Later, Ciro receives the severed head of Don Aniello Pastore, and a car arrives with Gennaro Savastano; he and Ciro walk toward each other.

===Flashbacks===
Throughout the film are flashbacks to Ciro's early life in Naples. Ciro had been rescued as a baby from the 1980 Naples earthquake in which his family had been killed. As a child he was sent to an orphanage, falling under the influence of Bruno, a small time criminal who controlled a street gang of child thieves, and collaborated with Neapolitan gangster and smuggler "Blackbird" ('"o Merlo"). Bruno, dissatisfied with his rewards from Blackbird, became enthusiastic when given a role in smuggling cigarettes. Due to his precocious talent, and affection for him, Bruno invited Ciro to watch his girlfriend, Stella sing at a club restaurant. Ciro became infatuated with her.

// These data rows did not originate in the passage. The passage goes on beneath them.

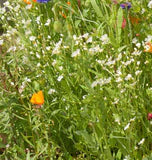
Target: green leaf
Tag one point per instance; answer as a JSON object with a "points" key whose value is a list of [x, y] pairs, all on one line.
{"points": [[96, 8], [119, 24]]}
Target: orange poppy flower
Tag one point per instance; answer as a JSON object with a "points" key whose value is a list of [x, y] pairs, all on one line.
{"points": [[148, 47], [37, 98], [28, 1]]}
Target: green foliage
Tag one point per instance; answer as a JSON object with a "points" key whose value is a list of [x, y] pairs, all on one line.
{"points": [[95, 74]]}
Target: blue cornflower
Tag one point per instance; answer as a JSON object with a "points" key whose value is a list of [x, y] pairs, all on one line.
{"points": [[42, 1], [125, 5]]}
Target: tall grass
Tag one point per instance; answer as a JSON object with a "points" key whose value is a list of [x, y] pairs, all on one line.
{"points": [[95, 75]]}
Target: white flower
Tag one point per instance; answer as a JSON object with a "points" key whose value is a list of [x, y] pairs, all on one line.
{"points": [[104, 39], [1, 41], [127, 126], [76, 53], [51, 91], [89, 40], [29, 6], [127, 158], [32, 38], [141, 142], [59, 78], [47, 22], [149, 38], [37, 55], [128, 77], [137, 72], [138, 45], [132, 119], [134, 40], [150, 4], [119, 79], [48, 48]]}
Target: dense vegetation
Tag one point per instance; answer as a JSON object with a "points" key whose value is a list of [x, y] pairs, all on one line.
{"points": [[76, 80]]}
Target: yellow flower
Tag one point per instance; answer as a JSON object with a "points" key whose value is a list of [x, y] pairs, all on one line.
{"points": [[37, 98]]}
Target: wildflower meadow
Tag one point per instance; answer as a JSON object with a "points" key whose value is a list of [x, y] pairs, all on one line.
{"points": [[76, 80]]}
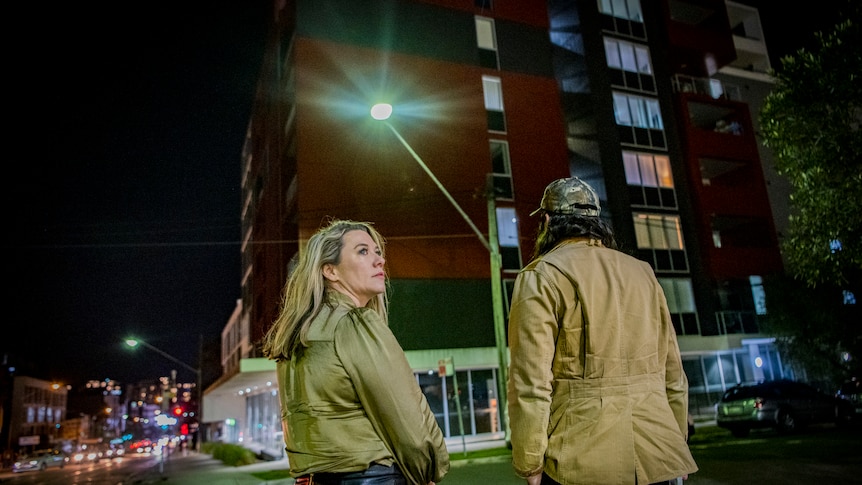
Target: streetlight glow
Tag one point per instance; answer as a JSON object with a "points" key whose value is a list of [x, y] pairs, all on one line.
{"points": [[382, 112], [134, 342]]}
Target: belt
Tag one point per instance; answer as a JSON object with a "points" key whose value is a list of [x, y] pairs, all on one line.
{"points": [[373, 475]]}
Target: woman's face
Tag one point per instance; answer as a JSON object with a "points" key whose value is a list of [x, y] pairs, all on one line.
{"points": [[360, 273]]}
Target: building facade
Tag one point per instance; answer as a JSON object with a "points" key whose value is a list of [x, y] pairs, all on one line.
{"points": [[498, 98]]}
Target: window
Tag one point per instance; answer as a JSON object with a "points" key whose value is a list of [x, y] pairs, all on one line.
{"points": [[493, 90], [624, 9], [639, 121], [502, 169], [649, 178], [659, 241], [680, 303], [486, 40], [507, 236], [656, 231], [637, 111], [629, 64]]}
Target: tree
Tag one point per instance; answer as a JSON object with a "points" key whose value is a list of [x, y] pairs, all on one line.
{"points": [[812, 121]]}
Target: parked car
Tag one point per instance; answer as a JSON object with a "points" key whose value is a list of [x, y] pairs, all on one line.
{"points": [[40, 461], [851, 391], [784, 405]]}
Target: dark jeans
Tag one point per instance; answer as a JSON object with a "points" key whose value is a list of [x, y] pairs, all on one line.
{"points": [[374, 475], [546, 480]]}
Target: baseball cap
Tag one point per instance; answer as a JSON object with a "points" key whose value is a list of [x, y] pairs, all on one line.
{"points": [[570, 196]]}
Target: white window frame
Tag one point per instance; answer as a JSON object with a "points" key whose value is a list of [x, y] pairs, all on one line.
{"points": [[647, 169], [639, 111], [658, 231]]}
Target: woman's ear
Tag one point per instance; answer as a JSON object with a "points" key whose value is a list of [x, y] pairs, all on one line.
{"points": [[329, 272]]}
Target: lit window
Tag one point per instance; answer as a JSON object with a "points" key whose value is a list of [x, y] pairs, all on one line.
{"points": [[502, 170], [657, 231], [486, 40], [624, 9], [637, 111], [493, 91]]}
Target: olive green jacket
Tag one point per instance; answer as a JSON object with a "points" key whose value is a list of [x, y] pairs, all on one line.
{"points": [[597, 392], [351, 399]]}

During a smuggling operation for Blackbird, Bruno's speedboats were chased by police, with Ciro and Bruno in one of the boats. Ciro sacrificed himself and saved the run by jumping into the water, the pursuers stopping to save him. Blackbird expressed his appreciation of Ciro, and his displeasure of Bruno who endangered his operation. On a later smuggling run, Bruno unloaded contraband for his own use in retaliation to Blackbird's slights. Realizing his mistake and a need to apologize, he sent Ciro to invite Blackbird to a meeting, at which Blackbird was ambushed, but he escapes. Later, in retaliation for the ambush, Stella was gunned down as she left a club, in front of Ciro.

Returning to Secondigliano, Ciro was met by Attilio, who invited him to meet Don Pietro Savastano.

==Cast==
- Marco D'Amore as Ciro Di Marzio
- Salvatore D'Onofrio as Bruno
- Giuseppe Aiello as young Ciro Di Marzio
- Giovanni Vastarella as young Bruno
- Marianna Robustelli as Vera
- Martina Attanasio as Stella
- Gennaro Di Colandrea as Virgilio
- Nello Mascia as Don Aniello Pastore
- Aleksey Guskov as Yuri Dobeshenko
- Salvatore Esposito as Gennaro "Genny" Savastano

==Production==
===Development===
Throughout the filming of Gomorrah, while working on his character Ciro Di Marzio, Marco D'Amore repeatedly thought about writing a story about the childhood of Ciro. After writing enough material, he thought that there could be a screenplay for a cross-media project between cinema and TV.

===Filming===
Filming started on 5 May 2019. Filming began in Rome on 17 May, continuing in Naples, mainly in the northern area of Naples, reconstructing a Naples set in the 1980s and Riga, Latvia. Filming then ended on 13 July 2019.

==Reception==
In the opening weekend, The Immortal was the most watched film in Italy, with box office receipts of €2,816,155; the film grossed a total of €6 million.

The film received a positive review from Rosa Maiuccaro of Wired, who stated that "L'immortale is not recycled Gomorrah, but an important new chapter in the saga".